Der Reichthum saß in seinem Prunkgemache
Und gab ein glänzend, köstlich duftend Mahl ;
Damit der Witz entsprud’le und erwache,
D’rum kreis’t gar frisch der schäumende Pokal.

Es waren an der ries’gen Tafelrunde
Der Gäste mancherlei, die Reichthum liebt ;
Und all‘ gesprächig, floß die Reb‘ vom Munde,
Ganz ohne Rückhalt, wie das Herz sie gibt.

Der Geiz gibt der Verschwendung gute Lehren,
Dem Stolz vertrauet sich Frau Eitelkeit ;
Der Hochmuth scheint Frau Hoffart zu verehren,
Der Uebermuth die Thorheit eifrig freit.

Und Alle, wie sie da versammelt waren,
Wie sie auch heißen mögen sonder Wahl,
Sie unterhielten sich vertraut, zu Paaren :
Auch ehrten sie des Wirthes herrlich Mahl.

Ganz unten fast, da wo die Tafel endet,
Schon halb hinausgedrängt, saß der Verstand,
Zur Frau Bescheidenheit war er gewendet
Auf seiner Schulter ruhet ihre Hand.

Es war nicht sonderliche Augenweide
Den Uebrigen, die Glanz und Pracht umgab ;
Denn von dem Goldprocat, von Sammt und Seide
Stach dieses schlichte Paar gewaltig ab.

Man merkt‘ es wohl, daß Keinem es behagte ;
Das Nasenrümpfen gar kein Ende fand,
Zumal da der Verstand es öfters wagte,
Die Red‘ zu schmäh’n, die diese klug genannt.

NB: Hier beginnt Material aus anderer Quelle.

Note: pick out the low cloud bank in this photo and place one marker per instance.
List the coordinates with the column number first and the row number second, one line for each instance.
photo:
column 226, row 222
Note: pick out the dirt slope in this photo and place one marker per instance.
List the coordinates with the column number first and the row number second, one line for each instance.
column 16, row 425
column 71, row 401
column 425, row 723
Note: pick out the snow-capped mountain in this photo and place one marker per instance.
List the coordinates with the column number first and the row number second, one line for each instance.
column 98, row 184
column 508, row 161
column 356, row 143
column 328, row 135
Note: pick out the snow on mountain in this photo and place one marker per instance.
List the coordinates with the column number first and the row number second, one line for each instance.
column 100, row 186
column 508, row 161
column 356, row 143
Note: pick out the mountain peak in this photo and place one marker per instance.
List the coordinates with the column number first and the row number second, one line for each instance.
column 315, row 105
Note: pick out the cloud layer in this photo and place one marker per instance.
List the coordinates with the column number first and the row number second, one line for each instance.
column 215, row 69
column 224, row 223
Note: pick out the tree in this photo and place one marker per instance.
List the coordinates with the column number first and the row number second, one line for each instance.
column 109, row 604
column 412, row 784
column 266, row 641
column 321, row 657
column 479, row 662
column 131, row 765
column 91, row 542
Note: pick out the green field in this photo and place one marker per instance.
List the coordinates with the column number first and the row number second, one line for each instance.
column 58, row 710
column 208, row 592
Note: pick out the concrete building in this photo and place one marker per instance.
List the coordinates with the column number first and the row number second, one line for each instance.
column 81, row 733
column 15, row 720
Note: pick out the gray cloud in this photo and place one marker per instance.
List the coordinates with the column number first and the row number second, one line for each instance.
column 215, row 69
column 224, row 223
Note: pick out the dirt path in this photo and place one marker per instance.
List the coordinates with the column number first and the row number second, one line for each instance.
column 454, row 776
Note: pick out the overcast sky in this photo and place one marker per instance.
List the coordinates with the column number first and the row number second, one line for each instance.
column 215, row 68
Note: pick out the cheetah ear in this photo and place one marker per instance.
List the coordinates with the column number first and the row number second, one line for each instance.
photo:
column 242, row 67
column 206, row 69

So kam es denn, daß all die werthen Gäste
In kurzer Frist beim Wirthe sich beklagt,
Und ihn beschwatzen, wie bei frohem Feste
Solch‘ nied’res Volk sich einzudrängen wagt ;

So, daß der Reichthum endlich zornerglühet,
Der Zunge Band nicht länger halten kann.
Und mit Verachtung, die dem Aug‘ entsprühet,
Hebt er mit stolzem Worte also an :

»Genug ist’s nun, daß Ihr an solchem Orte
»Die werthen Gäste mir stets kränkt und schmäht,
»Und unter sie mit klügelnd frechem Worte
»Der üblen Laune bösen Samen sä’t.

»Man lud Euch nicht – Ihr kam’t – und war’t geduldet,
»Weil »Arme man doch nie verstossen soll ! –
»Und wahrlich hab ich’s nicht an Euch verschuldet,
»Daß Ihr erregt der lieben Freunde Groll !

»Der ungebet’ne Gast mag sich entfernen :
»Solch Bettelvolk führt nur herbei der Neid ;
»Die Kunst »sich aufzudrängen « zu erlernen,
»Sind Hundert Eu’res Gleichen wohl bereit.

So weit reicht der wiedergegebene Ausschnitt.